Nearby his dutiful assistant groomed a class dog. His only goal on Sunday was to put a point on this young bitch, and, once prepared, he carried the dog off toward the ring like a man carrying a delicate little sculpture—carefully moving her so as to not muss the poufs.
CHAPTER THIRTY-SEVEN
Last Stop, Westminster
* * *
We’re the same every year. We’re having a dog show.
What becomes different is what dogs are going to be the big dogs.
—DAVID FREI
* * *
Westminster has always been a media magnet, but it got a gigantic boost in 2008, when Uno the beagle won Best in Show. Uno is “by far” the most famous winner in the twenty years that David Frei has been affiliated with the show, he told me. All Westminster winners become celebrities, at least for a day or two, un
til the news cycle churns on past, but Uno took the fame to a different level. The Best in Show winner was, for the first time ever (or at least the first time in the mass-media era), not some froufrou canine prom queen but just a regular old dog.
Uno hadn’t been a favorite, but he was a top beagle, and when he got into the Best in Show ring, “He did things in the ring that happen with great show dogs,” Frei said. Most famously, he did what beagles do—“he bayed at the right time.” It’s pretty unusual to hear a top show dog bay or bark or vocalize in any way, so when one does, it’s actually quite charming, especially when that dog seems to be doing it not as an act of defiance but as a performance. The only similar incident Frei could recall was in 2004, when the Newfoundland—a black bear impersonator of a dog named Josh*—“barked at the right time and the crowd went nuts,” Frei said, noting that, “I think the crowd loves it when a dog acts like a dog.”
Uno’s owner Caroline Dowell preferred not to travel; she lived on a 200-acre Texas ranch that doubled as a beagle rescue and was far too busy tending to dogs in need.
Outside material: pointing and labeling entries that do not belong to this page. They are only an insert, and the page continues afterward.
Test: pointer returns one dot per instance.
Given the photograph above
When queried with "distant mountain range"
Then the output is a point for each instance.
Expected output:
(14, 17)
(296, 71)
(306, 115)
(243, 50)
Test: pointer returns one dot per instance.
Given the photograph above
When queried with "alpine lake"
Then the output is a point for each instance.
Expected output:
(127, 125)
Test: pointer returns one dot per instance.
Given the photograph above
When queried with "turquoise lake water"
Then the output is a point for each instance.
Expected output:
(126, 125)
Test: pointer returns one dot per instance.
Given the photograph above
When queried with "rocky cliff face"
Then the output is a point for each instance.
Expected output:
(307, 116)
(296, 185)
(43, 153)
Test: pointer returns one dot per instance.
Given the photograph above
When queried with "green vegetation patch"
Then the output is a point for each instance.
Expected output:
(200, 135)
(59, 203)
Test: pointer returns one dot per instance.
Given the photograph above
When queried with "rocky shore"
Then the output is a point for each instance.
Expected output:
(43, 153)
And a falling-out with Uno’s handler left Frei as the beagle’s personal PR rep and wingman. With Frei on his lead, Uno became the first show winner ever to make an official visit to the White House (at George W. Bush’s invitation), the first to ride on a float in the Macy’s Thanksgiving Day Parade, and the first to throw out a pitch at a major-league baseball game, something he did twice, in St. Louis and Milwaukee.* Uno walked the red carpet at Matthew Perry’s charity event in Santa Monica and hung out with Snoopy.* “Everybody wanted a piece of him,” Frei said.